## **Setting Up**

In [1]:
%%capture
!pip install ipython-sql 
!pip install pymysql 
!pip install ipython-sql==0.4.1 
!pip install prettytable==0.7.2 
!pip install SQLAlchemy==1.4.49 
!pip install cryptography 
!pip install PyMySQL[rsa]

In [2]:
#prepare SQL environment
%load_ext sql

In [3]:
import urllib.parse

USERNAME = "root"
PASSWORD = "password-y/@N"
HOST = "localhost"
PORT = 3306
DATABASE = "united_nations"

connection_string = f"mysql+pymysql://{USERNAME}:{urllib.parse.quote_plus(PASSWORD)}@{HOST}:{PORT}/{DATABASE}"
%sql $connection_string

In [4]:
%%sql

SELECT * 
FROM 
    united_nations.access_to_basic_services 
LIMIT 5;

 * mysql+pymysql://root:***@localhost:3306/united_nations
5 rows affected.


Region,Sub_region,Country_name,Time_period,Pct_managed_drinking_water_services,Pct_managed_sanitation_services,Est_population_in_millions,Est_gdp_in_billions,Land_area,Pct_unemployment
Central and Southern Asia,Central Asia,Kazakhstan,2015,94.67,98.0,17.542806,184.39,2699700.0,4.93
Central and Southern Asia,Central Asia,Kazakhstan,2016,94.67,98.0,17.794055,137.28,2699700.0,4.96
Central and Southern Asia,Central Asia,Kazakhstan,2017,95.0,98.0,18.037776,166.81,2699700.0,4.9
Central and Southern Asia,Central Asia,Kazakhstan,2018,95.0,98.0,18.276452,179.34,2699700.0,4.85
Central and Southern Asia,Central Asia,Kazakhstan,2019,95.0,98.0,18.513673,181.67,2699700.0,4.8


In [5]:
%%sql

SHOW TABLES;

 * mysql+pymysql://root:***@localhost:3306/united_nations
2 rows affected.


Tables_in_united_nations
access_to_basic_services
country_list


In [6]:
%%sql
/*SHOW COLUMNS FROM access_to_basic_services;*/
DESCRIBE access_to_basic_services; 

 * mysql+pymysql://root:***@localhost:3306/united_nations
10 rows affected.


Field,Type,Null,Key,Default,Extra
Region,varchar(32),YES,,,
Sub_region,varchar(25),YES,,,
Country_name,varchar(37),NO,,,
Time_period,int,NO,,,
Pct_managed_drinking_water_services,"decimal(5,2)",YES,,,
Pct_managed_sanitation_services,"decimal(5,2)",YES,,,
Est_population_in_millions,"decimal(11,6)",YES,,,
Est_gdp_in_billions,"decimal(8,2)",YES,,,
Land_area,"decimal(10,2)",YES,,,
Pct_unemployment,"decimal(5,2)",YES,,,


## **8.5 Initial data analysis with numeric functions** 

### **1. What is the total number of entries in the dataset?**
Count the number of entries in the dataset using the COUNT function.
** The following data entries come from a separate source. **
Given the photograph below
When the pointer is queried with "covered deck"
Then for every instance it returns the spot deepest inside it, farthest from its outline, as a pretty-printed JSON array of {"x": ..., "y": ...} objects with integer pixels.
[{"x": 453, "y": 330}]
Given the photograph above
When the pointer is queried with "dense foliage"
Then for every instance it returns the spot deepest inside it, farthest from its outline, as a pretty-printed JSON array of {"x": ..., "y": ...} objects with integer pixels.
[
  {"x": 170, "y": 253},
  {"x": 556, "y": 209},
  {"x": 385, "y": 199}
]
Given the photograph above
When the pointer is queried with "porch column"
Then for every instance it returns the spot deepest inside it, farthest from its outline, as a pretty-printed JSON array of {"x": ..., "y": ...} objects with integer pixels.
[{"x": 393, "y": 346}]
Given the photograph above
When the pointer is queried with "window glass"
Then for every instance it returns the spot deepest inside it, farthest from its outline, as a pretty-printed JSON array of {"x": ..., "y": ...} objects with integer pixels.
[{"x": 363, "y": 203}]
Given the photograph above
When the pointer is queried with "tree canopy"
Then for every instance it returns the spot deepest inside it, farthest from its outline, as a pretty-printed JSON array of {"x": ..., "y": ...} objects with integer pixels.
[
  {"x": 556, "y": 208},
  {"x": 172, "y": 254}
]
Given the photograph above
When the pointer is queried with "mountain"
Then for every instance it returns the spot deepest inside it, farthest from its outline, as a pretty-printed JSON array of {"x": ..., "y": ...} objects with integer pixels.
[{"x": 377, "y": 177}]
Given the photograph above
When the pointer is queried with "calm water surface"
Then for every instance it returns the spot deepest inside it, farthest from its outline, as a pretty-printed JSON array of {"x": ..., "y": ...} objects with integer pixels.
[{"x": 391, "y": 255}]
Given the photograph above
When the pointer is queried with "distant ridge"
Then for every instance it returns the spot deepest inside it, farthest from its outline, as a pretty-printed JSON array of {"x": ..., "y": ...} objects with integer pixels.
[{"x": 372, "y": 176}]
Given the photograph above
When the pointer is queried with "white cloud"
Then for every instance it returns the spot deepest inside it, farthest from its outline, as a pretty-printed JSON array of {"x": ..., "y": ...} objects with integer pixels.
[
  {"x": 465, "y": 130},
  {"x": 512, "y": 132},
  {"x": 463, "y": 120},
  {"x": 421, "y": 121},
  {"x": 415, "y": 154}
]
Return the result with an alias.

In [7]:
%%sql

SELECT 
    COUNT(*) AS Number_of_observations
FROM 
    united_nations.access_to_basic_services;

 * mysql+pymysql://root:***@localhost:3306/united_nations
1 rows affected.


Number_of_observations
1048


### **2. What are the earliest and latest years for which we have data?**
Determine the earliest and latest years by calculating the minimum and maximum of the Time_period column using the MIN and MAX functions respectively. Use aliases to name the results.

In [8]:
%%sql

SELECT 
    MIN(Time_period) AS Min_time_period,
    MAX(Time_period) AS Max_time_period
FROM 
	access_to_basic_services

 * mysql+pymysql://root:***@localhost:3306/united_nations
1 rows affected.


Min_time_period,Max_time_period
2015,2020


### **3. How many countries are included in this dataset?**
Count the number of countries in the Country_name column. Note, if we only use the COUNT function without an additional keyword, SQL will return the total number of entries in the column, including duplicates. Use the DISTINCT keyword to only return unique country names. Return the result with an alias.

In [9]:
%%sql

SELECT 
    COUNT(DISTINCT Country_name) AS Number_of_countries
FROM 
	access_to_basic_services

 * mysql+pymysql://root:***@localhost:3306/united_nations
1 rows affected.


Number_of_countries
182


### **4. What is the average percentage of people who have access to managed drinking water services across all years and all countries included in our dataset?**
Use the AVG function to calculate the average of the Pct_managed_drinking_water_services column. Use an alias.

In [10]:
%%sql

SELECT 
    AVG(Pct_managed_drinking_water_services) AS Avg_managed_drinking_water_services
FROM 
	access_to_basic_services

 * mysql+pymysql://root:***@localhost:3306/united_nations
1 rows affected.


Avg_managed_drinking_water_services
87.189103


## **8.7 Transform Columns**

### **1. What is the GDP per year for each country?**
Calculate the GDP per year for each country using the Country_name, Time_period, and Est_gdp_in_billions columns.

In [11]:
%%sql

SELECT 
    Country_name,
    Time_period,
    Est_gdp_in_billions
FROM 
	access_to_basic_services
LIMIT 5;

 * mysql+pymysql://root:***@localhost:3306/united_nations
5 rows affected.


Country_name,Time_period,Est_gdp_in_billions
Kazakhstan,2015,184.39
Kazakhstan,2016,137.28
Kazakhstan,2017,166.81
Kazakhstan,2018,179.34
Kazakhstan,2019,181.67


### **2. What are the rounded-off values of the Est_gdp_in_billions column?**
When looking at many billion-dollar figures, the decimal places can be a little distracting. We can round off the numbers in the Est_gdp_in_billions column to make them more manageable.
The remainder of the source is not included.